Montag, 13. August 2012

Bob Dylan’s 2012th Dream

Es fühlte sich überraschend perfekt an, ganz allein auf dem Zeltplatz. Im Campingstuhl am Chaostisch unter den Baumarkt-Pavillons. Irgendein Biermix-Zeug im Getränkehalter. Im Westen ein goldener Sonnenuntergang. Aus dem Osten dröhnt Musik. Die Tune-Yards? Egal. Mit der Gitarre in der Hand die zweite Strophe von Katja niedergeschrieben: „Katja glaubt schon lange an das Ende / Und das es ganz bestimmt schon sehr bald kommen wird.“ Ganz bestimmt schon sehr bald… kann man nicht komplett zufrieden mit sein. Aber es wird wohl klar: Katja glaubt ans Ende. Der Welt? Wahrscheinlich. Zumindest ihrer Welt. Vielleicht wartet sie sogar darauf. Die anderen kommen zurück. Trinken, talken, grillen. Am eigentlich blauen Horizont blitzt kurz die Ahnung einer schwarzen Wolke auf. Eine sehr dichte Wolke, die aus Vögeln zu bestehen scheint. Aus schwarzen Raben, die zu Asche zerfallen oder so. Die Asche wird zu einem Mann im schmal geschnittenen dunklen Anzug mit Stock und Hut. Er wandert umher, aber geht ein wenig unrund. Wie ein Huhn. Oder Geier.

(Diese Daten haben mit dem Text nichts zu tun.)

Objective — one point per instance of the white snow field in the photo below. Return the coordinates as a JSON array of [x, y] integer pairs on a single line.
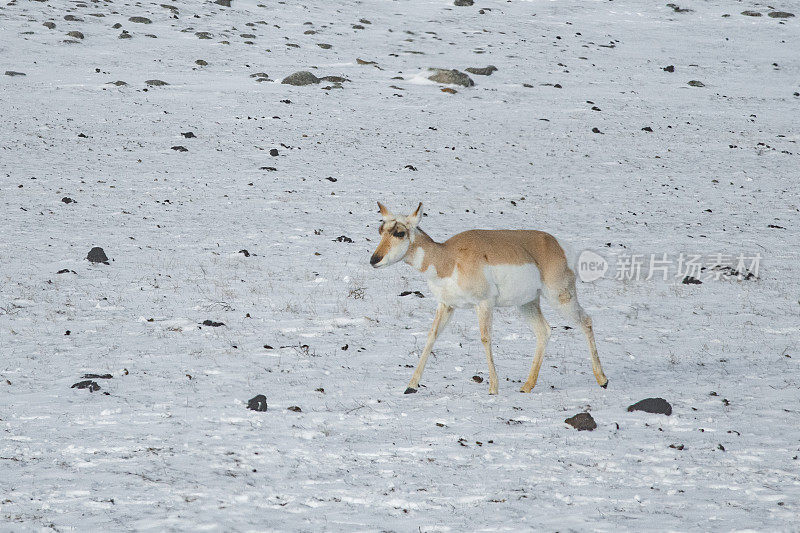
[[168, 444]]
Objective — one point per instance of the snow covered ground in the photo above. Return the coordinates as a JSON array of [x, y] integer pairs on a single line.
[[168, 444]]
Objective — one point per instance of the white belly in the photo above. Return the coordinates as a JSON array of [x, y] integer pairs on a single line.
[[513, 285], [450, 293], [505, 285]]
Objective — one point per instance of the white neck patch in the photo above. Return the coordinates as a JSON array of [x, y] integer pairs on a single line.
[[419, 255]]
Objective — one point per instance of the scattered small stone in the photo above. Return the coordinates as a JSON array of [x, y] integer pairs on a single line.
[[582, 422], [450, 77], [97, 255], [658, 406], [88, 384], [257, 403], [300, 78], [484, 71], [678, 9]]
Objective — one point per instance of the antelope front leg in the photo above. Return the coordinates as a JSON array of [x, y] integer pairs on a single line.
[[485, 321], [443, 314]]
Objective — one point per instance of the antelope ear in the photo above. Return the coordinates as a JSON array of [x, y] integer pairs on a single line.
[[415, 217], [385, 213]]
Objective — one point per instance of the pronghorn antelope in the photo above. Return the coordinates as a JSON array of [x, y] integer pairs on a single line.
[[485, 269]]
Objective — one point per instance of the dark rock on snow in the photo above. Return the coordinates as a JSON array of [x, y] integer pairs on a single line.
[[88, 384], [658, 406], [484, 71], [257, 403], [300, 78], [97, 255], [582, 422], [451, 77]]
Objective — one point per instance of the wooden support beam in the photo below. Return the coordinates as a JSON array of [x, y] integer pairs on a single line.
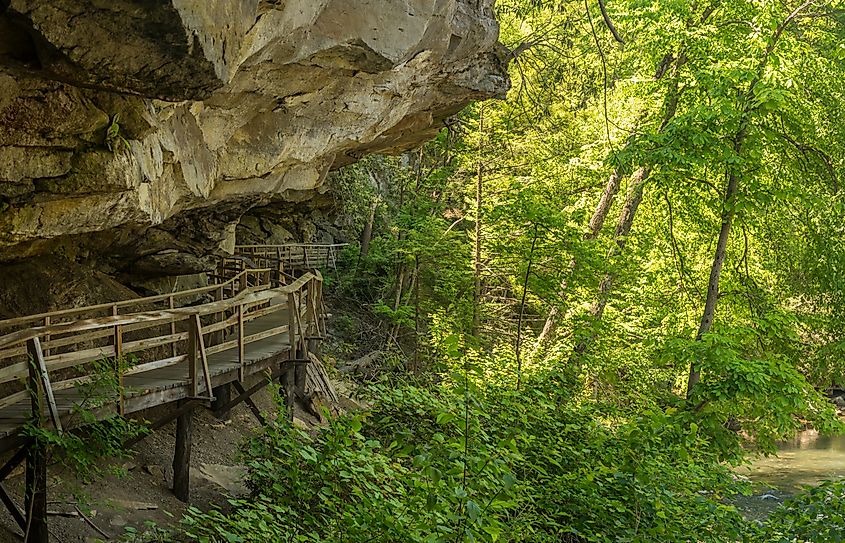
[[285, 366], [197, 326], [13, 508], [35, 494], [183, 408], [13, 462], [39, 381], [250, 403], [182, 457], [241, 361], [222, 395], [192, 357]]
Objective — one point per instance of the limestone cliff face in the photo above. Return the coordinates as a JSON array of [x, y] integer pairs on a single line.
[[211, 107]]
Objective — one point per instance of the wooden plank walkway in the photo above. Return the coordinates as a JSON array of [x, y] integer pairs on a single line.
[[151, 351], [236, 337]]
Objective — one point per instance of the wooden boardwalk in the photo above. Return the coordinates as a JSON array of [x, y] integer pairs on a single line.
[[116, 359]]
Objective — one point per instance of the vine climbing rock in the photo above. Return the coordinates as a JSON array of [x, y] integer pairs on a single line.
[[211, 108]]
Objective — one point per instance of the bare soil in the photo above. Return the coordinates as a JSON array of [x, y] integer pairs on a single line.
[[114, 503]]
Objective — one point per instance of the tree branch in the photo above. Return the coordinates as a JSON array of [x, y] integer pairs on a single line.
[[609, 23]]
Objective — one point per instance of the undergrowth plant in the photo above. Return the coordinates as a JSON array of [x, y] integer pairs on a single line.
[[91, 438]]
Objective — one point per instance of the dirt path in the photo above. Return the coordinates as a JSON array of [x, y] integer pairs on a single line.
[[116, 503]]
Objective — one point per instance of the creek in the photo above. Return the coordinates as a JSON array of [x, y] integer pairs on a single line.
[[807, 459]]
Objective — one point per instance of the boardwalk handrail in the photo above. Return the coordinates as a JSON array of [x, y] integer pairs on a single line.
[[17, 321], [293, 255], [151, 317], [300, 299], [191, 354]]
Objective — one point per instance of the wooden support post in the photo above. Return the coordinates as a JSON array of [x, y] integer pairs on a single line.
[[13, 508], [221, 316], [35, 490], [118, 360], [192, 357], [172, 326], [241, 360], [222, 395], [47, 322], [203, 356], [250, 403], [39, 382], [182, 457], [287, 381], [35, 493]]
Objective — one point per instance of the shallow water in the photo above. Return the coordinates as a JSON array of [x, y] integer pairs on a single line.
[[805, 460]]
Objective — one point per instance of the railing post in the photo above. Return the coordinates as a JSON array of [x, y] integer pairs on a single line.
[[288, 377], [241, 361], [192, 356], [172, 327], [35, 492], [47, 322], [221, 316], [117, 341]]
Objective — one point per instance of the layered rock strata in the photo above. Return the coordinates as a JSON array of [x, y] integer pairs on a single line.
[[140, 131]]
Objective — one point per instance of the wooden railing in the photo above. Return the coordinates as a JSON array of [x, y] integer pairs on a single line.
[[292, 255], [54, 351]]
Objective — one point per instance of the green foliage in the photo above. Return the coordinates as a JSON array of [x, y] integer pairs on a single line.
[[83, 450], [114, 139], [467, 462], [600, 443]]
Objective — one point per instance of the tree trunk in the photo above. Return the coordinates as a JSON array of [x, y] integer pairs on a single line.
[[593, 228], [476, 316], [715, 274], [620, 236], [731, 191], [367, 233]]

Ich denke zurück an mein erstes Haldern-Festival. 2003 muss das gewesen sein. Patti Smith spielte zum 20. Jubiläum. Die legendäre Patti Smith. Vor ihrem Auftritt spazierte sie gedankenverloren über den Zeltplatz. Einfach so. Die Leute tuschelten: „Ist das Iggy Pop?“ Bald verbreitete sich die Nachricht: Die berühmte Künstlerin, beste Interpretin von Springsteens „Because The Night“, läuft hier einfach so umher. Ganz volksnah. Wie auf der Suche nach dem Woodstock-Spirit, beziehungsweise dem, was heute davon übrig ist. Das hat ihr ganz schön Zeltplatz-Credibility eingebracht. Ob sie sich tatsächlich mit Festivalbesuchern unterhalten hat, ist nicht überliefert.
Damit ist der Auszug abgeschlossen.